そんな賈樟柯監督に北野武(ビートたけし)のマネージメント会社である「オフィス北野」が目をつけて、『プラットホーム』に出資したため、同作は「香港、日本、フランス合作映画」となっている。そして以降、オフィス北野は『青の稲妻』(02年)(『シネマルーム5』343頁参照)を製作、配給、『世界』(04年)(『シネマルーム17』289頁参照)を製作、配給、『長江哀歌』(06年)(『シネマルーム17』283頁参照)を提供、配給、『四川のうた』(08年)(『シネマルーム22』213頁参照)を製作、配給し続けてきたのは立派なもの。これは映画監督としても独自の「作家性」を主張し続けている北野武監督の慧眼によるものだろうから、お互いの才能を認め合ってきたということだろう。
近時の邦画がつまらなくなっている原因の1つは、「製作委員会方式」による「みんなの意見のとり入れ」にあることは明らかだが、それは同時に映画監督が「作家性」を貫くことができなくなってきたことを意味している。映画づくりには膨大なお金がかかるから、それに出資するのは大きなリスクがあるが、そのリスクを背負う覚悟がなければ優秀な若い映画監督の才能を育てることができないのは当然。その意味で本作へのオフィス北野の出資とその後の賈樟柯監督のめざましい成長という関係は、「作家性」と「資金調達」の両立という観点からしっかり評価しなければならない。
<2人の女優のその後は?>
前述のように、本作ではどちらかというと 明亮と付き合っている瑞娟を演じた趙濤よりも、 張軍と付き合っている鐘萍を演じた楊天乙の方が派手で目立っている。しかし、2人の女優のその後は正反対だ。つまり、具体的には知らないが、楊天乙はその後目立った女優活動を展開していないのに対し、趙濤は賈樟柯監督の第3作『青の稲妻』(02年)では本作と対照的に奔放な現代女性を演じて、その存在感をいかんなく発揮し、以降賈樟柯監督作品になくてはならないミューズとなっている。『世界』、『長江哀歌』、『四川のうた』での趙濤の活躍ぶりは私の評論に書いたとおりだ。
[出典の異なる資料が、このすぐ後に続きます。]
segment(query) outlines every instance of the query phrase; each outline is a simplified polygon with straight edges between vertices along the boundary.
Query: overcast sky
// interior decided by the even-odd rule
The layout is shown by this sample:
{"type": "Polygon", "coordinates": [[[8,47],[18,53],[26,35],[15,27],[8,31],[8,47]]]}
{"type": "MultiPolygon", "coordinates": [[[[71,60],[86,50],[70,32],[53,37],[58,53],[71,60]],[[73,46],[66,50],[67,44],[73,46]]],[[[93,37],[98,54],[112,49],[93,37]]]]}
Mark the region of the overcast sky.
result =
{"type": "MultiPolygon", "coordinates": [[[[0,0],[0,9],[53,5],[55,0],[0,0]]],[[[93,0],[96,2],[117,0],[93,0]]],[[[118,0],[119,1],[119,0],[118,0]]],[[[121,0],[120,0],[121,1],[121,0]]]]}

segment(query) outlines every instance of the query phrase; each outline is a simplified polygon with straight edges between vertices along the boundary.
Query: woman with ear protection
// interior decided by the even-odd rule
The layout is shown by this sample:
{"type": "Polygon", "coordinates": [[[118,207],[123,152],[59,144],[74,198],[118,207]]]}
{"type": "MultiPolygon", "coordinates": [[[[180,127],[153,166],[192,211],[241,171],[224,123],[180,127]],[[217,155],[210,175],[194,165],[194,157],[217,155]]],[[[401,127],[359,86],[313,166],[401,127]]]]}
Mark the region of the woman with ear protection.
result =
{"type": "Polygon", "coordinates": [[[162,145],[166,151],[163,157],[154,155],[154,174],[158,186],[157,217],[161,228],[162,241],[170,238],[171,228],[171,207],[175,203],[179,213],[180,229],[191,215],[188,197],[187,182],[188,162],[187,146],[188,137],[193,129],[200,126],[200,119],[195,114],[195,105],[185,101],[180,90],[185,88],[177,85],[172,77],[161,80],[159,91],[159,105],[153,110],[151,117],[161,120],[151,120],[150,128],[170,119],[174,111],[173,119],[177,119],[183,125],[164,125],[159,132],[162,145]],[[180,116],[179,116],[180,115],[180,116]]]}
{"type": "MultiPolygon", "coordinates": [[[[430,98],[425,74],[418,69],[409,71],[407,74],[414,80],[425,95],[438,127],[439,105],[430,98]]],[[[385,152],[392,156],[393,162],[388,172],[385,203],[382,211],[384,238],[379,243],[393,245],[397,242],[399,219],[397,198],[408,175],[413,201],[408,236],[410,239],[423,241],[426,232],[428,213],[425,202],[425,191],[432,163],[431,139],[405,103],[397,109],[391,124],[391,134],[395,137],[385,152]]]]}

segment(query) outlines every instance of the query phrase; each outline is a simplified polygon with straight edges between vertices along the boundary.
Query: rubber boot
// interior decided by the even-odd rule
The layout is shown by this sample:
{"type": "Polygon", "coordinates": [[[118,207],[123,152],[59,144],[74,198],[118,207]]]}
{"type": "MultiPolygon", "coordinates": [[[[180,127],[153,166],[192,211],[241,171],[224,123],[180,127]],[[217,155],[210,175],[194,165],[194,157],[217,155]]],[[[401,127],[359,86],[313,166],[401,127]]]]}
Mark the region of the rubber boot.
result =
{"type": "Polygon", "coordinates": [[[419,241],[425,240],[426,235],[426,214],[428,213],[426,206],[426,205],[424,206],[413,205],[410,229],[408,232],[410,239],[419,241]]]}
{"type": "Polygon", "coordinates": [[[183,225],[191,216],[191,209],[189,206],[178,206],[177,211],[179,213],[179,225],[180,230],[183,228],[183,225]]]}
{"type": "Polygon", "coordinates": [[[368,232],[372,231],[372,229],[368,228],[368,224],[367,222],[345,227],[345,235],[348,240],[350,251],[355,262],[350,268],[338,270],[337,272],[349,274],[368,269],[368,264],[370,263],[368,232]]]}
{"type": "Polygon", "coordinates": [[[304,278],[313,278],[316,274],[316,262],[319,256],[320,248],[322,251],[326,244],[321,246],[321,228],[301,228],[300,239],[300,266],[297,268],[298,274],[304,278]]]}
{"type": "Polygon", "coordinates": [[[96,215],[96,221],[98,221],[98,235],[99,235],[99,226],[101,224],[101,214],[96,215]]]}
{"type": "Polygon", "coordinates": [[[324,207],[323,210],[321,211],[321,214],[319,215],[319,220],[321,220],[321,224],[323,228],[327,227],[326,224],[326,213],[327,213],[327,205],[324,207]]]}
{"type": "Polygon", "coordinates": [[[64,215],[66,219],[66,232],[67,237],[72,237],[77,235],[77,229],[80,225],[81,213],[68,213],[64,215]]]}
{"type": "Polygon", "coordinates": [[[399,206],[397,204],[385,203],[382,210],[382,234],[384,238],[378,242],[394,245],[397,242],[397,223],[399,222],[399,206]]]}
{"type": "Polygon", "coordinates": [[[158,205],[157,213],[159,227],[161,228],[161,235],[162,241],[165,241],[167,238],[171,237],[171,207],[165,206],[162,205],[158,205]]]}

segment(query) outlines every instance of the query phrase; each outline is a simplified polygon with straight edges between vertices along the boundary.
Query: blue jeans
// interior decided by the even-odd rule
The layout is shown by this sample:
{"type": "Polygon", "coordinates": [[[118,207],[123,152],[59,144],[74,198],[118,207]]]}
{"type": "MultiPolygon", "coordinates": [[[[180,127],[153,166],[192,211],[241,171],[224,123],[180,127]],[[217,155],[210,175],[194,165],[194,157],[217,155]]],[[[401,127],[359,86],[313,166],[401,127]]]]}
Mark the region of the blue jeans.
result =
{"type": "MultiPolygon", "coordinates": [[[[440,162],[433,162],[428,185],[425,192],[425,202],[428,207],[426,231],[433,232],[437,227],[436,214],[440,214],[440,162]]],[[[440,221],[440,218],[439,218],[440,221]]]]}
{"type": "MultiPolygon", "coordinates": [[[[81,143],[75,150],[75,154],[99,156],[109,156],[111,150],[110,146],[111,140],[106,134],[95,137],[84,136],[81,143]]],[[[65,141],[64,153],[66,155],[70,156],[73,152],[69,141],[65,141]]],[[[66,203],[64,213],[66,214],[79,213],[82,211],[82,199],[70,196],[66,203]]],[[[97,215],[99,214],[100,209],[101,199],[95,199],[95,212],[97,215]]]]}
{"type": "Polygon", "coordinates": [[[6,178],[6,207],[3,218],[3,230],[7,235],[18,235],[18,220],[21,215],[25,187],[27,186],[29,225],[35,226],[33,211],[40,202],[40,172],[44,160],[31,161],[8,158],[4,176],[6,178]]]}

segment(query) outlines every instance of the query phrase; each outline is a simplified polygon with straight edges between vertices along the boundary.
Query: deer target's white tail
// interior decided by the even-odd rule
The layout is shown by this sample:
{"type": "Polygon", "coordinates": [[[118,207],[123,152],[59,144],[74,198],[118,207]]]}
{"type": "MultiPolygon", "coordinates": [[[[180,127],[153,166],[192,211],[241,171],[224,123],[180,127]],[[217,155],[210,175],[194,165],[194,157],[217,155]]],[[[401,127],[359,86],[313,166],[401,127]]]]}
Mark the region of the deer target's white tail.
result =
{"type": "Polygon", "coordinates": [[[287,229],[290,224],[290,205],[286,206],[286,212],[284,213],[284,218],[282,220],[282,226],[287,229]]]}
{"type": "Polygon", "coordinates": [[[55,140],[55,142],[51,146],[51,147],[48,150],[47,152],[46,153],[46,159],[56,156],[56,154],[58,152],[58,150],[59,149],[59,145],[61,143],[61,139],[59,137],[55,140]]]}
そんな中、近時のビッグニュースは、2012年5月4日に東京で閉幕した「イタリア映画祭2012」で上映されたイタリア映画『シュンリーと詩人(仮)』に出演していた趙濤が、イタリア版アカデミー賞である「ダヴィッド・ディ・ドナテッロ賞2012」で主演女優賞を受賞したこと。アジア人女優初の受賞という快挙らしいから恐れいる。ドレス姿で授賞式に臨む趙濤の姿をネット情報で見ると、そのセレブぶり、そのオーラにビックリだが、2000年の本作から12年、よくここまで成長したものだ!